Serve static files from Hadoop

My task is to create a distributed system for static images / video files. The data size is about tens of terabytes. This is mainly for HTTP access (thus, there is no data processing or just simple processing, for example, resizing, but this is not important, since this can be done directly in the application).

To be more clear, this is a system that:

  • Must be distributed (horizontally) since the total data size is very large.
  • Mostly for small static files (e.g. images, thumbnails, short videos), HTTP is used.
  • As a rule, there is no need for data processing (no MapReduce is required)
  • Setting up HTTP data access can be easily done.
  • (Must have) good bandwidth.

I am considering:

  • Own network file system: But this seems impossible, because the data cannot fit into one machine.

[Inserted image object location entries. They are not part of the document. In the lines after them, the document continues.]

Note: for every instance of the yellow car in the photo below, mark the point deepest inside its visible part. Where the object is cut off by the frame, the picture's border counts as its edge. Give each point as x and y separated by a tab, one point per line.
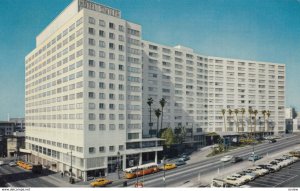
169	166
27	167
100	182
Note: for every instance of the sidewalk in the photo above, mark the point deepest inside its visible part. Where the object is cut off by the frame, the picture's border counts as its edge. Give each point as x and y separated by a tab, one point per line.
226	171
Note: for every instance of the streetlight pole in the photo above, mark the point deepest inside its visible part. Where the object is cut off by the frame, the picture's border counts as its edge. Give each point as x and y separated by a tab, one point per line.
118	166
71	168
164	178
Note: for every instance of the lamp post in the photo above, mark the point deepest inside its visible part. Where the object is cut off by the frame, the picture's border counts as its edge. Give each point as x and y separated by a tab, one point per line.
118	165
71	168
164	178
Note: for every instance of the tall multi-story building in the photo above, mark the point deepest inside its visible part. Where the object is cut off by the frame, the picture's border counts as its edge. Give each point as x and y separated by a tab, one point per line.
84	91
89	78
197	88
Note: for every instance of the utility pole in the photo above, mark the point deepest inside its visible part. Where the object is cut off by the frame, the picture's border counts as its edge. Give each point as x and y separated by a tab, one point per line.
71	169
164	178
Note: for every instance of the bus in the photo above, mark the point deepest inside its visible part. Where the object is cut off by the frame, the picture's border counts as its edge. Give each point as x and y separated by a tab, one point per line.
141	170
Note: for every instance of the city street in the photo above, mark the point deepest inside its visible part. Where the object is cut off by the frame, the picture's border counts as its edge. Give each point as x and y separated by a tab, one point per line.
185	173
17	177
286	177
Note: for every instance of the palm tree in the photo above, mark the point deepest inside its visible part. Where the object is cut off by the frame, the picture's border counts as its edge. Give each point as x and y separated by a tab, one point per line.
162	104
243	112
268	114
223	112
264	112
255	114
236	111
157	113
250	111
150	102
230	112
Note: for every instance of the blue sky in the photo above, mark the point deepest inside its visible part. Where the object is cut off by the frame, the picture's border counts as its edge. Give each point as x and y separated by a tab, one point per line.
264	30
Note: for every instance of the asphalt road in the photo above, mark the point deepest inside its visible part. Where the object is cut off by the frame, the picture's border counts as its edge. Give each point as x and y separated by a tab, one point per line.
17	177
190	171
286	177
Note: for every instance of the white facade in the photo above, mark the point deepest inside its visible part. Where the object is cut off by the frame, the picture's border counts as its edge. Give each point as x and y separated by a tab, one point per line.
198	87
83	91
289	113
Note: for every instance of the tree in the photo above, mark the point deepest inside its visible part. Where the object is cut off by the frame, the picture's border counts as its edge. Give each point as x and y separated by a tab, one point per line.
168	135
150	102
268	114
250	111
180	134
236	111
157	113
255	112
224	112
294	113
264	112
243	112
162	103
230	113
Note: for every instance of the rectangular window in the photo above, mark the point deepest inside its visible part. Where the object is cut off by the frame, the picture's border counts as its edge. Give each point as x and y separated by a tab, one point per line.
111	148
101	33
111	25
101	149
91	149
91	31
92	20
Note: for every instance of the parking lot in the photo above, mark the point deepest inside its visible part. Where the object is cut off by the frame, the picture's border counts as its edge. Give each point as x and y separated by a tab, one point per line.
286	177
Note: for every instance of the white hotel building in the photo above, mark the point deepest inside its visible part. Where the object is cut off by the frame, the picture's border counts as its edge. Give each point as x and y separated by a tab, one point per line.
89	78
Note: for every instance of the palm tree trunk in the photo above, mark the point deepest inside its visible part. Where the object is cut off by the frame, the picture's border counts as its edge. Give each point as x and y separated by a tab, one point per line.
243	122
150	120
162	116
157	127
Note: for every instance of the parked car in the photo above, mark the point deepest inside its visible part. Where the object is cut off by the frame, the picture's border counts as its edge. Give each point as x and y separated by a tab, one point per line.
236	159
251	172
179	162
249	176
269	167
226	158
254	157
12	163
233	181
168	166
185	157
244	179
100	182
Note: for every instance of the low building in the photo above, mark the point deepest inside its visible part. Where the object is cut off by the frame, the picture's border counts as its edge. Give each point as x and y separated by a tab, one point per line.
14	143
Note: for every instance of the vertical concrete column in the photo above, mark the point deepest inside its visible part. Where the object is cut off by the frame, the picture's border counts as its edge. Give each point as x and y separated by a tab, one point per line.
141	158
84	176
124	162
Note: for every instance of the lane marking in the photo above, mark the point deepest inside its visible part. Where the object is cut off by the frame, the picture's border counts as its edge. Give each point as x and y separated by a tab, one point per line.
286	180
257	183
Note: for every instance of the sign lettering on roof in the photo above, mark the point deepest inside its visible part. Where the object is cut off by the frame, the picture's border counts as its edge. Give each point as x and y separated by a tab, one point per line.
99	8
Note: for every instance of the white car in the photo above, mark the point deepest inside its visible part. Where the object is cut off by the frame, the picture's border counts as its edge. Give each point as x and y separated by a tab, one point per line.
233	181
248	176
226	158
12	163
258	170
282	162
251	172
244	179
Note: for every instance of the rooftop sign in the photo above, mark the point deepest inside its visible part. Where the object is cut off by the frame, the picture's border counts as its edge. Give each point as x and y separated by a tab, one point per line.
99	8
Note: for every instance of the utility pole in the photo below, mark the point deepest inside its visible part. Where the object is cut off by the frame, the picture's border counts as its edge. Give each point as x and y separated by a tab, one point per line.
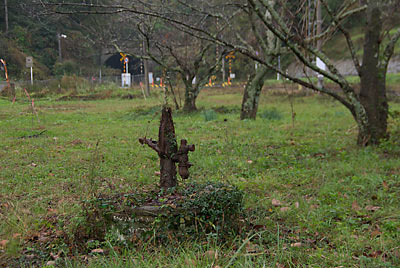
6	14
146	71
59	36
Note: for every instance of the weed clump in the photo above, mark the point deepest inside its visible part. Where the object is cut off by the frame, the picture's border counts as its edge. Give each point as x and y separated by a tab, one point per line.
196	209
271	114
210	115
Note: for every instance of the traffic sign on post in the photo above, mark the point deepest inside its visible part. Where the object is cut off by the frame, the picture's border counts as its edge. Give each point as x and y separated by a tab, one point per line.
29	62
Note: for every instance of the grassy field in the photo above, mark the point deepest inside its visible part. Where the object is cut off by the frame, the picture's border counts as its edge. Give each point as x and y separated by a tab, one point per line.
312	197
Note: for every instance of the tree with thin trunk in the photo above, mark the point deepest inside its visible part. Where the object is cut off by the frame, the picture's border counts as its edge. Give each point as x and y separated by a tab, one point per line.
194	60
369	106
288	23
6	14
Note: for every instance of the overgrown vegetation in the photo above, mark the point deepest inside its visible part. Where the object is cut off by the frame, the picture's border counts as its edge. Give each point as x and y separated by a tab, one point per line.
311	196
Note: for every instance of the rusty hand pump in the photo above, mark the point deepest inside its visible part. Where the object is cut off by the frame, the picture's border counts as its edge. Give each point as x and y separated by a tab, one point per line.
167	150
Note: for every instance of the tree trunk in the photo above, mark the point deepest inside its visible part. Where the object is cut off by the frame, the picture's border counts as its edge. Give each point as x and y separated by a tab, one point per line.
373	82
251	94
191	93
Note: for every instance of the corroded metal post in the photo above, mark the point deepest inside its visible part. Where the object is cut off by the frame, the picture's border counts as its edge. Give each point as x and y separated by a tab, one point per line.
167	150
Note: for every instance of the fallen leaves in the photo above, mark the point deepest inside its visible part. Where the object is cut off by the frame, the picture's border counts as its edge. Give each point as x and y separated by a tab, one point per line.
285	209
372	208
211	254
276	203
355	206
296	245
98	250
3	243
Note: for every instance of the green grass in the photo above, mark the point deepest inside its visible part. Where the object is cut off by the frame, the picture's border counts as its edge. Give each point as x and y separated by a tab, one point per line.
314	168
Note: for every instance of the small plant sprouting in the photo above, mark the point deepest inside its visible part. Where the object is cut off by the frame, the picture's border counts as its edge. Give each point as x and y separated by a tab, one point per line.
91	177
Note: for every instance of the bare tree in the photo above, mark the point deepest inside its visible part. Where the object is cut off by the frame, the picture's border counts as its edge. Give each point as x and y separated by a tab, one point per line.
286	21
194	60
6	14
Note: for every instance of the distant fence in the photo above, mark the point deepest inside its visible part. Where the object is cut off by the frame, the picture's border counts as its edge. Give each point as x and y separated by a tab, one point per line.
108	79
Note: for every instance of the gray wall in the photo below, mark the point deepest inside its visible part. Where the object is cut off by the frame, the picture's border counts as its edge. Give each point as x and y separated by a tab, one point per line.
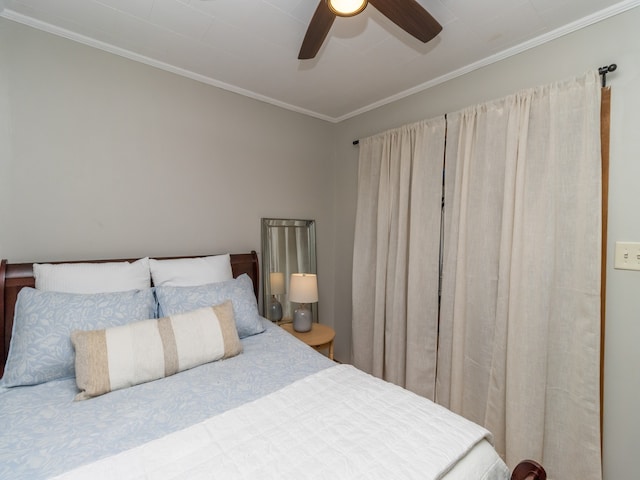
102	157
616	40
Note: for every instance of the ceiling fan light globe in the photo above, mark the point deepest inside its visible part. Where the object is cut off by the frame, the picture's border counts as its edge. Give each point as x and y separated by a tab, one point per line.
346	8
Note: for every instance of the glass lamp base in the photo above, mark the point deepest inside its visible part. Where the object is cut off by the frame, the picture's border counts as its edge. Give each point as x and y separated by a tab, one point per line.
302	318
275	310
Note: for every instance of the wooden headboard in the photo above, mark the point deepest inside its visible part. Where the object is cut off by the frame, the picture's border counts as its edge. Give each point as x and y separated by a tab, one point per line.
14	276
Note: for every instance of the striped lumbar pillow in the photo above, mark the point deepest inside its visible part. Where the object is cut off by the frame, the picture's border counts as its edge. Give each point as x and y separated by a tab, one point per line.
119	357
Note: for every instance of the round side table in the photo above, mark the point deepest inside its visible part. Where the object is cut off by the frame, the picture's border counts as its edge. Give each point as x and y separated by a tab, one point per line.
319	337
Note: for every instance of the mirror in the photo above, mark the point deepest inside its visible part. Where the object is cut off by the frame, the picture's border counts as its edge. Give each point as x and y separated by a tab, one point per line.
288	246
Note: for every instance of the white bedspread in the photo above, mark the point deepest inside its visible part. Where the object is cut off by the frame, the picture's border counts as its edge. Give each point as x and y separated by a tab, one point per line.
337	423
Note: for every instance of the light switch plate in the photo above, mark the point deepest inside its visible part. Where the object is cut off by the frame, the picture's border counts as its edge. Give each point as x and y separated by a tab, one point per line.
627	256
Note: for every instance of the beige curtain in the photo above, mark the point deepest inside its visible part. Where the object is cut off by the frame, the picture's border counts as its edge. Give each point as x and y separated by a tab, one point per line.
520	316
396	255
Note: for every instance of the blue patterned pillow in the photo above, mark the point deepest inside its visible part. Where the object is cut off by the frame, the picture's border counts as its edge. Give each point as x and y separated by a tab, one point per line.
175	300
41	348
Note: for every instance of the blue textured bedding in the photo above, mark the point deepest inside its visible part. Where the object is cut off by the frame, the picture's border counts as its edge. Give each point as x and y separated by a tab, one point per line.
43	432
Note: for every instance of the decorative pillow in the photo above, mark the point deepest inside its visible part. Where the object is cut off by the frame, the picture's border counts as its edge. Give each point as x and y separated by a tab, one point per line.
119	357
189	272
174	300
41	348
92	277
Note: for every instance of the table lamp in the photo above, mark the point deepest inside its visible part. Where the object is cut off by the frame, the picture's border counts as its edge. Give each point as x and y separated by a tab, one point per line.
276	285
303	289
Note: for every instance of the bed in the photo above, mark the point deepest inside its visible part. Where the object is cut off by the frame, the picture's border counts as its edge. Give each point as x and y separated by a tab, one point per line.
264	406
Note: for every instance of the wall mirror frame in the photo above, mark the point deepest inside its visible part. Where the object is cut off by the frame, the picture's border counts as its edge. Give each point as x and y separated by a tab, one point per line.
288	246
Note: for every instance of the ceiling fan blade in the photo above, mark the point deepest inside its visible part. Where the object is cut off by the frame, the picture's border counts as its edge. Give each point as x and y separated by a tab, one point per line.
317	31
410	16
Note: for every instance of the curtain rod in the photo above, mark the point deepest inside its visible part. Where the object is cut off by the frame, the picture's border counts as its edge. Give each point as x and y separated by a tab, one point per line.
602	71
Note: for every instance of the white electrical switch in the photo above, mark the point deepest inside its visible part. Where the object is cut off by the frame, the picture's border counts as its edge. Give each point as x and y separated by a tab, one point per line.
627	256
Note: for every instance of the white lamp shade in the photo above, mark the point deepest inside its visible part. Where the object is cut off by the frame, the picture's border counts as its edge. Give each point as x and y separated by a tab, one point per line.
276	282
303	288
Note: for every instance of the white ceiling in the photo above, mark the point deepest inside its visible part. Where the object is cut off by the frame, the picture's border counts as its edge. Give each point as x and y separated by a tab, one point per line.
251	46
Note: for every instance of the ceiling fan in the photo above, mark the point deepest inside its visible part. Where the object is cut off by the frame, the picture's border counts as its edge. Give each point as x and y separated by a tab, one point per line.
407	14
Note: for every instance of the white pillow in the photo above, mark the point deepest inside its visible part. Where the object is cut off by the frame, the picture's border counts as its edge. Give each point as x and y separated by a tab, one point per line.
92	277
191	272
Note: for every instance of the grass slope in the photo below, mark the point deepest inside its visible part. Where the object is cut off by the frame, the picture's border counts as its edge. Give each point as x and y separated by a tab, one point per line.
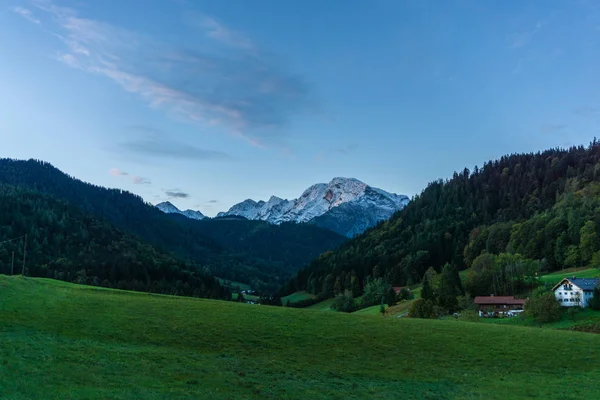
62	341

  • Hadoop file system. I used to work with Hadoop mapreduce, but I have no experience using Hadoop as a static file repository for HTTP requests. Therefore, I do not know if this is possible or if it is recommended.

  • MogileFS. This seems promising, but I believe that using MySQL to manage local files (on the same machine) will create too much overhead.

Any suggestion please?

+4
source share
4 answers

I am the author of Weed-FS. WeedFS is ideal for your requirement. Hadoop cannot process many small files, in addition to your reasons, each file must have an entry in the main. If the number of files is large, the hdfs node wizard cannot scale.

Weed-FS speeds up when compiling with the latest releases of Golang.

Weed-FS has recently made many new improvements. Now you can easily test and compare with the built-in download tool. This file loads all files recursively into a directory.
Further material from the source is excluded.